Ma boîte à boutons est une boîte à bonheurs ; sinon pourquoi aurais-je conservé ces dorés qui ressemblent à des boucles d’oreilles, ces gris pâle, cet unique petit nacré creusé d’un faux diamant, ces argentés à l’allure militaire provenant d’une veste bleu marine. Quand je l’enfilais, tu me disais :  «Oui,  mon général » et je me souviens de ton sourire taquin si je protestais.  Cette boîte te faisait rire : « Tu comptes les réemployer ? » demandais-tu . Non, bien sûr, mais maman le faisait, autrefois, et  cousait tandis que je  jouais à pleines mains dans ce coffret dont les  joyaux tintaient si agréablement à mes oreilles.

Je viens de retrouver un de ces témoins de naguère.
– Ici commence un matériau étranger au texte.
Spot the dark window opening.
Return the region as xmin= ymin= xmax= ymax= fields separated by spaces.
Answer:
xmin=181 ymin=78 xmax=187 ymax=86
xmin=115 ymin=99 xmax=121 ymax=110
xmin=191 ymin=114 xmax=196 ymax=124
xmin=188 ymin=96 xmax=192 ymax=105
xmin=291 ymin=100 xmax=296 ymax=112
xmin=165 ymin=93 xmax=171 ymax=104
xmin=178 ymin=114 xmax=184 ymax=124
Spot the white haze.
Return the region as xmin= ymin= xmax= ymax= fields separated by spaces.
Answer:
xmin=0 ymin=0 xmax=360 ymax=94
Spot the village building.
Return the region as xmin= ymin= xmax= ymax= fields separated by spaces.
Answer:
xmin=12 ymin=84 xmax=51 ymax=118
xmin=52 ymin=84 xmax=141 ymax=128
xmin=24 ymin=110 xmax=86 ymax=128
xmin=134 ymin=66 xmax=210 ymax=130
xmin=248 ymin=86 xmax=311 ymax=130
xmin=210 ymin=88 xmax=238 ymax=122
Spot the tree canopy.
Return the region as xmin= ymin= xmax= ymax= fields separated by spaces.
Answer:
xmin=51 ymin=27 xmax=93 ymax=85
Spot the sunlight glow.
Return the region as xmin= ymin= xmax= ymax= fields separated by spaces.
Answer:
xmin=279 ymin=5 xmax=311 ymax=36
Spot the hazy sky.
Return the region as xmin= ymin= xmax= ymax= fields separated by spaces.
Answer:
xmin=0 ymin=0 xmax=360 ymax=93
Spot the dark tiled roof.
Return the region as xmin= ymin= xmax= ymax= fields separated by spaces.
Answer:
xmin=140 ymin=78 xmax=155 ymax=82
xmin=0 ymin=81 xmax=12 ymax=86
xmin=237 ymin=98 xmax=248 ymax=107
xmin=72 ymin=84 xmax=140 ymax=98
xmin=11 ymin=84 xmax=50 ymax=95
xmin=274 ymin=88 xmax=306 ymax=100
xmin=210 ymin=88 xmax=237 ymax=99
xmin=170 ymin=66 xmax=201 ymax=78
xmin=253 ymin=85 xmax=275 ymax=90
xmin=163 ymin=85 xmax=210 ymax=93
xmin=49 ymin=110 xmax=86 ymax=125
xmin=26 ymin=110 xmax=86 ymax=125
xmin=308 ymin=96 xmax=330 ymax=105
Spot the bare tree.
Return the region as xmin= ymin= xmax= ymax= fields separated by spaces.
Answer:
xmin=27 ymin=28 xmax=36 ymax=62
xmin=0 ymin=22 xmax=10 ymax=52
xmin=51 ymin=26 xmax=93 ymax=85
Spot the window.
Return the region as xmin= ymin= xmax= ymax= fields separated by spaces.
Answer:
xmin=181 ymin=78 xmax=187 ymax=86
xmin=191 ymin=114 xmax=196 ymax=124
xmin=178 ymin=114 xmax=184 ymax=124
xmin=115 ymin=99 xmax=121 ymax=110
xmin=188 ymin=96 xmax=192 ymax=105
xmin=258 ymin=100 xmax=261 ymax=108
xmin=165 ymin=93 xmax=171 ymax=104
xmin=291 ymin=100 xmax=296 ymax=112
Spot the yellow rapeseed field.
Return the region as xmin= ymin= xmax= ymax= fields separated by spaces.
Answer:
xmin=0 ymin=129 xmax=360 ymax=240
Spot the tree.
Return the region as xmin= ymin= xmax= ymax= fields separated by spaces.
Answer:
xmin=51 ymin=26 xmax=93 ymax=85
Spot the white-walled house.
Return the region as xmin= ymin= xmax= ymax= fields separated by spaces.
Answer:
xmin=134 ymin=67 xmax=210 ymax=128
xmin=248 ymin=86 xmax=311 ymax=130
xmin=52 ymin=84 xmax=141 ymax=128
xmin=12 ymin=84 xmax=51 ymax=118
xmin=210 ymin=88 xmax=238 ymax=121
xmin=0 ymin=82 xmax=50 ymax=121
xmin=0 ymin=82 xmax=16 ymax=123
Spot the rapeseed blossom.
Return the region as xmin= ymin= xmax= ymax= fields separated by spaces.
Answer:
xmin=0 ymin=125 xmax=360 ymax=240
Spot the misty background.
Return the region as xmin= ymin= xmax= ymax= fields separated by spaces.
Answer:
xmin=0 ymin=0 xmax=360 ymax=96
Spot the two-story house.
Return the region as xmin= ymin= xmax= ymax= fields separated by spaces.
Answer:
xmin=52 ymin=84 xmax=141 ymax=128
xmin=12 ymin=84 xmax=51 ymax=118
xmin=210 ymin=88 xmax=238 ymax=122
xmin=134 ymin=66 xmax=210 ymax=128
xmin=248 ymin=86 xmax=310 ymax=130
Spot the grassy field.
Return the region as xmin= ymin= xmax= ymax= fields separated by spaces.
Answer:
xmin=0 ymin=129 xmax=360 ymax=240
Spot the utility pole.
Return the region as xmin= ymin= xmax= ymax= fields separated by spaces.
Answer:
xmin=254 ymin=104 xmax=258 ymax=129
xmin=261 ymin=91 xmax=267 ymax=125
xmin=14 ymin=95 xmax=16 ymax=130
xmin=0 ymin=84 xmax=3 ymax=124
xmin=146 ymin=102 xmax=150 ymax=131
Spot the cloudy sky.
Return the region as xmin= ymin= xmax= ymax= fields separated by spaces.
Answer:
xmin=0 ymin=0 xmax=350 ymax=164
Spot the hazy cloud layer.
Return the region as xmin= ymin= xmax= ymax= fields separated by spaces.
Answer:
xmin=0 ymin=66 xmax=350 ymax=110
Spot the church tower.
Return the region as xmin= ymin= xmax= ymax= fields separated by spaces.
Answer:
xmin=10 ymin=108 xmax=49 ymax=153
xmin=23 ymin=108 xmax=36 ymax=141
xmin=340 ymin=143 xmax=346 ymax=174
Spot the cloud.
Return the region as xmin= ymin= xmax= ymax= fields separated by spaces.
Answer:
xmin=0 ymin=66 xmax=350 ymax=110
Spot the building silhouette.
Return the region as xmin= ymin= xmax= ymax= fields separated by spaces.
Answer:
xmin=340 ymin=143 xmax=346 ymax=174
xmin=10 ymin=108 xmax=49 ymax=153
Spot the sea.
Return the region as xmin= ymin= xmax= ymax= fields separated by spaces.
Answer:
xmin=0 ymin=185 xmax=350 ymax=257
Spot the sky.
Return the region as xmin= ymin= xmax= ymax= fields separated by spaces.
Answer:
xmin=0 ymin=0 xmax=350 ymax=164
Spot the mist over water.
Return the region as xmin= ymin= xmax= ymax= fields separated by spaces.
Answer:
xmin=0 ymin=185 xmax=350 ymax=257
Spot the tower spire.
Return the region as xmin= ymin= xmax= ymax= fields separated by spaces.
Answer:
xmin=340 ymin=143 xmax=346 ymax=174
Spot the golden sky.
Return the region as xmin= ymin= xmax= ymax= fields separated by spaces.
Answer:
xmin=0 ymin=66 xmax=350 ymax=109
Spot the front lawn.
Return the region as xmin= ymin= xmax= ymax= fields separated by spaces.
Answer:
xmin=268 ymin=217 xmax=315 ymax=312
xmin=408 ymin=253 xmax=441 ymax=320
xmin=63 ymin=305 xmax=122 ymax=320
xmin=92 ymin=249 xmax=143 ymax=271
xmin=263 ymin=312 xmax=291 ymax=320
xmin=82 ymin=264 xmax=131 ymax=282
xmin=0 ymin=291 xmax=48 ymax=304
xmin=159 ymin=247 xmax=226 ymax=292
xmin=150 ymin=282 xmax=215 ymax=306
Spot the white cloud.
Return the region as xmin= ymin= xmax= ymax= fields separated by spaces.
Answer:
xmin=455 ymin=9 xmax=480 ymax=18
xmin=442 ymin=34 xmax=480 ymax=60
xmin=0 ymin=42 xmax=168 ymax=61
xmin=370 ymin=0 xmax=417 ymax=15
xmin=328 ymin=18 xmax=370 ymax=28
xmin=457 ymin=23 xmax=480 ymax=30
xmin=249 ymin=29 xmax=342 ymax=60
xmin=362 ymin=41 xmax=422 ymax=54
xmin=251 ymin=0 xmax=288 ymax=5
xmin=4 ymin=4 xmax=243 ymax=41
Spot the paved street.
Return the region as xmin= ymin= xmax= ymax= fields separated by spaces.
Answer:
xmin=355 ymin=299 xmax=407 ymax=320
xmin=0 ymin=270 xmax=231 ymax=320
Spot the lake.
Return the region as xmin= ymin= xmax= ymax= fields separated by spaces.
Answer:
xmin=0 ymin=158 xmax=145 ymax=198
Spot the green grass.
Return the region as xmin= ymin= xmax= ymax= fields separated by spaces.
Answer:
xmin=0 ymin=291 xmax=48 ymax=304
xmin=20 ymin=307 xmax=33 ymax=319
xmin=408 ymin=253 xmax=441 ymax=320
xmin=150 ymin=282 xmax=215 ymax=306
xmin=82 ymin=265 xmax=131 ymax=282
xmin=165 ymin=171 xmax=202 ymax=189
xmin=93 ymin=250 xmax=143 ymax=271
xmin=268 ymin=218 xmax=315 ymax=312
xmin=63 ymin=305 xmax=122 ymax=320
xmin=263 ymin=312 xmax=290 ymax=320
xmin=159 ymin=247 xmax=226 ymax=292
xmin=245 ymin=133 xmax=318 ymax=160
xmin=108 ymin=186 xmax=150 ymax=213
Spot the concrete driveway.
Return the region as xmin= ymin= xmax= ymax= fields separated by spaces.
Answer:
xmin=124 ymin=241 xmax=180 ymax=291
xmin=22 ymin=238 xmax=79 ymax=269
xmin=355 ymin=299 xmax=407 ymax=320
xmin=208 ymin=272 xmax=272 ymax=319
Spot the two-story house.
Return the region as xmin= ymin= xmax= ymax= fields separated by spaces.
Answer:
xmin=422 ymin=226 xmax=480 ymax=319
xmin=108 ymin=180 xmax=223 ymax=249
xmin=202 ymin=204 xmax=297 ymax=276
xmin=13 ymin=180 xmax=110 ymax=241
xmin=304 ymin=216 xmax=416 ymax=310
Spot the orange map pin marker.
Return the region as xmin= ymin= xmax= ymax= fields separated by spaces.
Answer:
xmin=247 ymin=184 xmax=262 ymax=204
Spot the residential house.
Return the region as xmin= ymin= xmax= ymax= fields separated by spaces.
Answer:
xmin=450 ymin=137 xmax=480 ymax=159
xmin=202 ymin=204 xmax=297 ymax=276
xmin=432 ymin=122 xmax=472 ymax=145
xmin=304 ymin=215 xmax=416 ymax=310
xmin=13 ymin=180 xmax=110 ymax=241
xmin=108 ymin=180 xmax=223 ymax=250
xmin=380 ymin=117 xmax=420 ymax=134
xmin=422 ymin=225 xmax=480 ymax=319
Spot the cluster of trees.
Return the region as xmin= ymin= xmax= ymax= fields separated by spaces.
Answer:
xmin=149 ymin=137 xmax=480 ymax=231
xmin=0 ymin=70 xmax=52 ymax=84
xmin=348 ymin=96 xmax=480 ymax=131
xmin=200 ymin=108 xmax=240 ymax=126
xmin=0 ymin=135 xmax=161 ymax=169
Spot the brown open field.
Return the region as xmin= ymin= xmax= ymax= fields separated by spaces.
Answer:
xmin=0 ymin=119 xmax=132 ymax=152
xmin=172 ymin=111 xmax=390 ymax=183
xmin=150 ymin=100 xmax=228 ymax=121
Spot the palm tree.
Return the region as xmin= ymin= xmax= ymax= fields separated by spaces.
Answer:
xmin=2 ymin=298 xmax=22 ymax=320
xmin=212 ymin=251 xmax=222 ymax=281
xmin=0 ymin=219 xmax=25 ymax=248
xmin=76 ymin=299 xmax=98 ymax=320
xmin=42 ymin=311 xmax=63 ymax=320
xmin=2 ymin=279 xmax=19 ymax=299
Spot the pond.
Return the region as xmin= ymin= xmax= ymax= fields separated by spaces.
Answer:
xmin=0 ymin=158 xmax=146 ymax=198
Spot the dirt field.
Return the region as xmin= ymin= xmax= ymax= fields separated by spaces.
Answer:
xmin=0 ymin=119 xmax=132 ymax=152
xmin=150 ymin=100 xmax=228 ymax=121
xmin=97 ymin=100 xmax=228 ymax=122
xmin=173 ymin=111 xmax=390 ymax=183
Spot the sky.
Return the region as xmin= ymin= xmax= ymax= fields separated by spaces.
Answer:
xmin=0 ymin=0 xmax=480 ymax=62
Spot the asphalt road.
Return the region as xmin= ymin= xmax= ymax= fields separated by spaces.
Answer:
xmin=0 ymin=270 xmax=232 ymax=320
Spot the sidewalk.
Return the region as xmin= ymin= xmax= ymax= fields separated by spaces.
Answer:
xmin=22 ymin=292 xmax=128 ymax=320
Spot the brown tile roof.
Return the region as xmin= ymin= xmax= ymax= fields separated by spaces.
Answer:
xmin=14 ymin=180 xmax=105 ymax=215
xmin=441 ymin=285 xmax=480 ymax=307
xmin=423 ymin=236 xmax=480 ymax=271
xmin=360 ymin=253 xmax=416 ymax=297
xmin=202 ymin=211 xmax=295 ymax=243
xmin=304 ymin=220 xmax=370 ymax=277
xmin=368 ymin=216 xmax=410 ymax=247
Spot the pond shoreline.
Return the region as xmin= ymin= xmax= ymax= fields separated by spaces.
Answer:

Il roule sous mes doigts.  D’où vient-il ? Quel uniforme ornât-il ? A qui appartînt-il ? Lourd, argenté,  l’inscription « BN » s’affiche bien visible au centre,   la mention « Banque Nationale » aussi arrondie tout autour,  et à l’arrière, dans une banderole, « Bruxelles ». Il a gardé son secret ; il le gardera toujours !

Ma boîte à souvenirs n’est qu’une boîte à boutons, certes. Mais elle  conserve, avec son parfum d’autrefois, la nostalgie des jours qui passent et ne reviendront plus.